Sunday, May 3, 2015

A Dialogue: Romance as Pseudo Affection


So she said....

This image doesn't quite do what I want it to do...it's actually quite nice, and I find it attractive but what I want to talk about is more sickly than this and lacks a certain charm. You ask me about romance, and whether I ever do this, or that, and before you'd stepped a foot near my door I'd already told you that I hated plastic gestures...or what commonly passes for romance, out there, among the masses...

So we're sat watching a film and I offer to break one of your fingers and splint it for you afterwards...I grabbed your hand, and instead of letting me do it you started laughing and said...

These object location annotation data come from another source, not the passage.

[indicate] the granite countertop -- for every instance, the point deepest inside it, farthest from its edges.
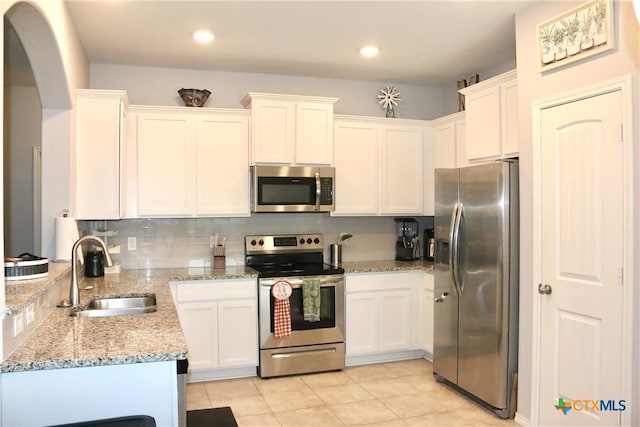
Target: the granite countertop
(62, 341)
(384, 266)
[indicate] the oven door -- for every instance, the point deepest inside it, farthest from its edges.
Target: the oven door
(330, 327)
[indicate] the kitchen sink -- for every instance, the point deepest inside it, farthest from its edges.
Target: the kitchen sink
(125, 305)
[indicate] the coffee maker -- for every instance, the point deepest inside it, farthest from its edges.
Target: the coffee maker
(429, 244)
(408, 243)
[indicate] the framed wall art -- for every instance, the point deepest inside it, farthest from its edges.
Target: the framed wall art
(584, 31)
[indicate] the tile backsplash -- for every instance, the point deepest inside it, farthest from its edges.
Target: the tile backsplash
(184, 242)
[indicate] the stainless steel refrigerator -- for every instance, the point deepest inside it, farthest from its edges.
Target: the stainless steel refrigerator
(476, 282)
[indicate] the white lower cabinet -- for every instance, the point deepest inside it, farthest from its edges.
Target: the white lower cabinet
(219, 319)
(426, 314)
(382, 316)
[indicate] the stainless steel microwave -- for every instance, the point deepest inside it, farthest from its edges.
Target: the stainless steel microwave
(292, 189)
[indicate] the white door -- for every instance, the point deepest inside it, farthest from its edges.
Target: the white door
(581, 259)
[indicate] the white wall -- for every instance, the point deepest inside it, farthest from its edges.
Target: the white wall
(535, 86)
(159, 86)
(22, 132)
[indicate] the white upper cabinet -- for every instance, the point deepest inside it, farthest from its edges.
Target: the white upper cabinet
(289, 129)
(491, 118)
(100, 126)
(449, 138)
(380, 165)
(222, 159)
(401, 170)
(429, 166)
(188, 162)
(509, 112)
(356, 162)
(165, 159)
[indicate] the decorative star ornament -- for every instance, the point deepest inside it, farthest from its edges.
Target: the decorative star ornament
(388, 99)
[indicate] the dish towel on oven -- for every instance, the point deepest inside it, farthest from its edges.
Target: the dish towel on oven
(311, 300)
(281, 318)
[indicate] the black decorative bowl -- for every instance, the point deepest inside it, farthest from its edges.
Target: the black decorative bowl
(194, 97)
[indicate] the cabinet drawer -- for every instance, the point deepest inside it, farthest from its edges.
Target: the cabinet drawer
(207, 290)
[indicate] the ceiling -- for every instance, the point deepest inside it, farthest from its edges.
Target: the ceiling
(421, 42)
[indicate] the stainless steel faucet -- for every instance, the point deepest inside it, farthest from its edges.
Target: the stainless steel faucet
(74, 291)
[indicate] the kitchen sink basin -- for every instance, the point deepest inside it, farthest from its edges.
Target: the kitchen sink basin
(118, 306)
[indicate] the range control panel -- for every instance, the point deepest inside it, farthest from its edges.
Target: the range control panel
(261, 244)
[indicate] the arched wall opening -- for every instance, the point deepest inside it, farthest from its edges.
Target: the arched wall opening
(33, 26)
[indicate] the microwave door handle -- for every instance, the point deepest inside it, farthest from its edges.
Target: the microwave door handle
(318, 191)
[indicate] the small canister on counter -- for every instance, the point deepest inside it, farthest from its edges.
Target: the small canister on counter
(336, 254)
(219, 258)
(94, 264)
(429, 244)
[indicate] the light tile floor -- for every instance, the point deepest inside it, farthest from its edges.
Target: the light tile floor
(387, 394)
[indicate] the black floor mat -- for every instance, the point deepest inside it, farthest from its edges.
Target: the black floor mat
(215, 417)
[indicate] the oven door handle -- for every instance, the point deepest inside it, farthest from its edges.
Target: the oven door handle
(318, 190)
(292, 282)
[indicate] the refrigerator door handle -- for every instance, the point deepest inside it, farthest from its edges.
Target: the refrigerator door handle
(455, 239)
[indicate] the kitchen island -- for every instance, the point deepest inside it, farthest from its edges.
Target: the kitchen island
(75, 369)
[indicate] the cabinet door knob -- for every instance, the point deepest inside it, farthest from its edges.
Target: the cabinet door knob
(441, 297)
(544, 289)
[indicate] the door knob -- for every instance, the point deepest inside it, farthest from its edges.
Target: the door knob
(544, 289)
(441, 297)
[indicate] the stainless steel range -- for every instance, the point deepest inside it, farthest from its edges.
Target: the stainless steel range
(300, 304)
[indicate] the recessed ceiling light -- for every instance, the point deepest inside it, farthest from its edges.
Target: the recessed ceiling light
(369, 51)
(203, 36)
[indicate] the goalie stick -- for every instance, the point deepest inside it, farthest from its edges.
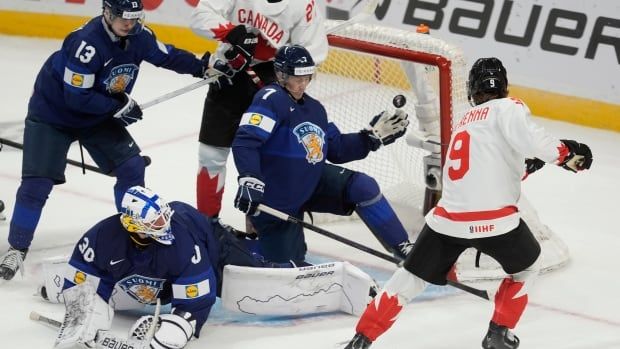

"Just let me write it down first"

And you did exactly that. You took back your hand and started typing whatever I'd just said.....

Tony ~ Yes. I was being practical. You also told me, "I'm going to pull your underwear up so hard that its going to ram your testicles up your ass." 

But I did take that for sweet talk at the same time. It certainly may not have been. I am beginning to understand. It's one thing to hear it over the phone from 3000 miles away, or read it in an email or text, it's another to experience it, which includes looking into your eyes. They may or may not convey the same temperature excursions that mine do, flickering like a candle, precarious, almost ready to be extinguished, that trust, or lack of, also the look in someone's eyes right before a bar fight.

I am not so sure where your truth lies. between an icicle and girlishly plucking the petals from a daisy "he loves me, loves me not." Is it a matter of not taking a chance? Is there something to one's upbringing and past experience which colors the response to "romance," in a world of  disappointments, and broken promises. This in turn relates to the word hope, which you have philosophically shunned.  . .


Incidentally, you questioned whether or not I had sent you a romantic image in this photograph by David Carol "Joe and the Fish on Baffin Island." I wished to post it publicly on Absurdist Arts but it inadvertently became a personal posting to you. Maybe it was.



Rowan ~ Regarding the fish, I did think it was more likely to be accidentally private but knowing how sensitive you can be to anything relating to computers, I felt it best to wrap it in cotton wool in an attempt to minimize any possibility of a fuck-this-shit outburst....The more level we are, the more we get done, and then the workload goes down...maybe...and then there's more time for you and I, and us.
But back to the fish; if it HAD been an instinctive offering, then it would've had to come from a primal place. And I do remember (mostly) something you wrote about having buried a kill a while back......

But romance as pseudo affection....I question whether most 'acts' are even romantic to begin with. Romance is generally seen to be hearts and flowers, it's gift giving and meals in restaurants that force one into clothing one wouldn't normally wear. It's visiting landmarks which are 'seen' to already have some kind of 'romantic association'. Romance is usually the stuff done to woo the 'heart' of the other, it's a fleeting moment, a gesture, but it has little to do with the long-haul.
Kindness, on the other hand.....

I went to my trusty friend Google and came back with ~
romance
rə(ʊ)ˈmans,ˈrəʊmans/
noun
1.
a feeling of excitement and mystery associated with love.
"I had a thirst for romance"
2.
a quality or feeling of mystery, excitement, and remoteness from everyday life.
"the romance of the sea"
synonyms: mystery, glamour, excitement, colourfulness, colour, exoticism,mystique; More
verb
1.
dated
try to gain the love of; court.
"the wealthy estate owner romanced her"
2.
another term for romanticize.
"to a certain degree I am romancing the past"

And I WONDERED, if I see it as a verb, and you see it as a noun....????

Tony ~ 
I was going to stop there but you asked me to answer the question. My brain can only manage little helpings of truth. Or else, it gives itself a wedgie, right? But you were looking, I think, for a definition of "true romance."


But come to think of it, this image might be a good example in itself, this act of giving a wedgie, or whatever they are doing, wrastling, eye clawin' , as opposed to the objects, contrivances or rituals which might hinder rather than aid true interchange: the uncomfortable clothing, the inanimate gifts.




You might look at the body or the hair or the shoes or the dress.

  
Or the hat. You might just see the hat and not the person wearing it, not even know who that person is.